Among those stories is the San Diego tale from the Union-Trib's Mike Gardner. 

 

"Cash-starved California may be forced to close some of its most treasured state parks, including Anza-Borrego and Torrey Pines in San Diego County. Gov. Arnold Schwarzenegger's budget-cutting plan would take more than $213 million away from parks over the next two fiscal years, leaving little choice but to shut down 220 of 279 statewide as early as this fall.

 

"Iconic parks where visitors gasp at towering redwoods, gaze into the emerald hues of Lake Tahoe and learn how life was lived in the Old West could be off-limits to the public. Several state beaches along San Diego's world-famous coast are on the list, as are some mountain campgrounds.

 

"Parks officials yesterday released what they called worst-case-scenario closures. The governor has targeted parks for budget cuts before with little success.

 

"Last year, Schwarzenegger proposed temporarily shuttering 48 state parks and beaches. The plan drew stiff resistance in the Legislature and elsewhere, and was withdrawn.

 

"But the state's budget picture has become much worse since then.

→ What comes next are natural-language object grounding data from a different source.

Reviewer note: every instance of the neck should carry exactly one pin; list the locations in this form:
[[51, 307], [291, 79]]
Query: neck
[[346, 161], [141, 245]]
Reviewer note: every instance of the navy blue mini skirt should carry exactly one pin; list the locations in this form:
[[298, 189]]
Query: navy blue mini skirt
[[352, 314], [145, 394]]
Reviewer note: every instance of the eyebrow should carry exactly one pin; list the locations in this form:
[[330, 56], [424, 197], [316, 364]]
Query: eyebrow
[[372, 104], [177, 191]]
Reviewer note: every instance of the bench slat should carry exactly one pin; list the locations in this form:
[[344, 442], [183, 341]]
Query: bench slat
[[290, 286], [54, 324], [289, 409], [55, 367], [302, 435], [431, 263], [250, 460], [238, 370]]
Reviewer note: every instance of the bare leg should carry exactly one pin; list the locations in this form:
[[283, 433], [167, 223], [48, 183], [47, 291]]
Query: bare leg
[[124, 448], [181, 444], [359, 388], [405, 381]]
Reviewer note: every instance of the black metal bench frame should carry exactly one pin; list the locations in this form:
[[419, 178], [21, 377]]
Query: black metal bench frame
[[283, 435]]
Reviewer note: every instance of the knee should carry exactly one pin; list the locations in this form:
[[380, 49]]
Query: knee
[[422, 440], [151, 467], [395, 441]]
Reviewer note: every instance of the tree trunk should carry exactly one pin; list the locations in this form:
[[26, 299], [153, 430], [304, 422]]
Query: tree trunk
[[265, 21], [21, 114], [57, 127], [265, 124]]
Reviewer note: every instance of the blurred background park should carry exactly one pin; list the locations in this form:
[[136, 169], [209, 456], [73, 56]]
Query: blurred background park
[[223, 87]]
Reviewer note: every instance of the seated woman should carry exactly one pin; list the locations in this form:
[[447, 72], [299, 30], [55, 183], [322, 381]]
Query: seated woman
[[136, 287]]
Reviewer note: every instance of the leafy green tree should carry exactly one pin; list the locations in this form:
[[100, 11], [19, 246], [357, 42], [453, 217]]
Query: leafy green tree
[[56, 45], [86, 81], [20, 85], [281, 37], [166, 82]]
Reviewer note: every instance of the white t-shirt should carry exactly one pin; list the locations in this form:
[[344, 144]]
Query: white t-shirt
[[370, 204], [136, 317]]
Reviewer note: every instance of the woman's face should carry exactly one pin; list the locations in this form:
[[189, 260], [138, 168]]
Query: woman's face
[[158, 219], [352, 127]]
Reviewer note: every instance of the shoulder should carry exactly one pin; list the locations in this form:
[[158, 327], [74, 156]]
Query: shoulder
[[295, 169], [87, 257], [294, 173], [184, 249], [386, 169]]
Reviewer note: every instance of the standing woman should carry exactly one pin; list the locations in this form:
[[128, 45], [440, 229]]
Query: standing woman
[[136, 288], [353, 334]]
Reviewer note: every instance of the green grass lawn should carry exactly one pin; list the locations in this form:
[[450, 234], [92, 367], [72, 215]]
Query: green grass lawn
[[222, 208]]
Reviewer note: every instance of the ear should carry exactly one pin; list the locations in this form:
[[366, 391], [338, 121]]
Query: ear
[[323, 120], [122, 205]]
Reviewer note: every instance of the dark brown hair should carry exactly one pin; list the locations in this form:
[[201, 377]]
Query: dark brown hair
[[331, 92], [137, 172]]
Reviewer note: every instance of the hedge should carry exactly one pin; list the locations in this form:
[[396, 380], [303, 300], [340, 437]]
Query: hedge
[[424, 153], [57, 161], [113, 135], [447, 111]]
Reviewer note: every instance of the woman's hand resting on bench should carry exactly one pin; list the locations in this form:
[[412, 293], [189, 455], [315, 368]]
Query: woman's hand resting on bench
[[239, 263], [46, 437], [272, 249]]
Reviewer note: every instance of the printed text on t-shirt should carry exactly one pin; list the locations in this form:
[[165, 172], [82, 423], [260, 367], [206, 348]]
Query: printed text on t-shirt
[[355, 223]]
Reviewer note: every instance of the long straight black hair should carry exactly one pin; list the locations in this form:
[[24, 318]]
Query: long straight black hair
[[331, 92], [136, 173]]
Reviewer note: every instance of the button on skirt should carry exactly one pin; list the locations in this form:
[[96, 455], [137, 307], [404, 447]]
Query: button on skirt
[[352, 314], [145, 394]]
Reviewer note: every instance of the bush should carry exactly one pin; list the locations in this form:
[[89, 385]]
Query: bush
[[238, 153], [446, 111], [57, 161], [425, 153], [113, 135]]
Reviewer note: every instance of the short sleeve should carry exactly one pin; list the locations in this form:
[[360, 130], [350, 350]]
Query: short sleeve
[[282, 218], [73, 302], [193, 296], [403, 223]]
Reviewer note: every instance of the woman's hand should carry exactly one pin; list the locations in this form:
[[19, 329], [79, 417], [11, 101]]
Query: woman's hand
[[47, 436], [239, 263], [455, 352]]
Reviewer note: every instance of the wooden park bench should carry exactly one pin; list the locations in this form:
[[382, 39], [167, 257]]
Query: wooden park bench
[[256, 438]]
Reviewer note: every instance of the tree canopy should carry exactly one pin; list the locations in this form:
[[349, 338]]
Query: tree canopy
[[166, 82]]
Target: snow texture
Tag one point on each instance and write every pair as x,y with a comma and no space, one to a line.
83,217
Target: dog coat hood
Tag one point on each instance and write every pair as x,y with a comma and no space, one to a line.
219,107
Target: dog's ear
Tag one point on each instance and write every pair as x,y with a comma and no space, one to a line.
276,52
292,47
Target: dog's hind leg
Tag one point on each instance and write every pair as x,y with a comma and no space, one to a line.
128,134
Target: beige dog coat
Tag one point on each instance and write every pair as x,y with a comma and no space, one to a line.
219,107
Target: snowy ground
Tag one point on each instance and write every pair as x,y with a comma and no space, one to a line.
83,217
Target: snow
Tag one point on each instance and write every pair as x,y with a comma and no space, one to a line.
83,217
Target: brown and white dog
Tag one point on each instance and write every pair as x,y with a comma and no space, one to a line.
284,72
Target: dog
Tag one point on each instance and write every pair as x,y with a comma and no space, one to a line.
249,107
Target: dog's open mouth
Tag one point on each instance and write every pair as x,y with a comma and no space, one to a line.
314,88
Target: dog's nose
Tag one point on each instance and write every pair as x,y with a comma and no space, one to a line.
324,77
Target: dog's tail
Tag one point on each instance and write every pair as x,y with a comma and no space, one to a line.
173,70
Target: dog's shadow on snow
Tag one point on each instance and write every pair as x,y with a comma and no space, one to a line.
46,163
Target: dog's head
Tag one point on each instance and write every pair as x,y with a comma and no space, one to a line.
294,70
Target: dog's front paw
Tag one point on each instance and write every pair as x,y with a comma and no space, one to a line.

Schwarzenegger and lawmakers are staring at an estimated $24.3 billion deficit."

 

Anyone taking bets?

 

And you can add changing Proposition 13 to the list of proposed budget reforms coming down the pike.

 

The San Francisco Assessor wants to make it easier for the state to raise property tax revenues for businesses, revisiting the so-called 'split-roll' proposal that has been around the Capitol for years.

 

The Bee's Jim Sanders reports, "With California facing fiscal calamity, the assessor for one of the state's largest cities has launched a long-term, grass-roots campaign to increase state revenue by altering Proposition 13 property tax restrictions.

 

"San Francisco Assessor Philip Y. Ting filed documents this week with the secretary of state's office to create the Close the Proposition 13 Loophole committee, which now can begin soliciting donations.

 

"The effort is intended to increase future state revenue, but not soon enough to ease next fiscal year's projected $24.3 billion shortfall."

 

 And finally, how's this for sneaky? The good news is, you get a free iPhone! The bad news? The university is giving you that phone so it can keep track of you at all times.

 

"

Truants in Japan often fake attendance by getting friends to answer roll-call or hand in signed attendance cards. That's verging on cheating since attendance is a key requirement for graduation here.

 

"Aoyama Gakuin University in Tokyo is giving Apple Inc.'s iPhone 3G to 550 students in its School of Social Informatics, which studies the use of Internet and computer technology in society.

 

"The gadget will work as a tool for studies, but it also comes with GPS, a satellite navigation system that automatically checks on its whereabouts. The university plans to use that as a way check attendance."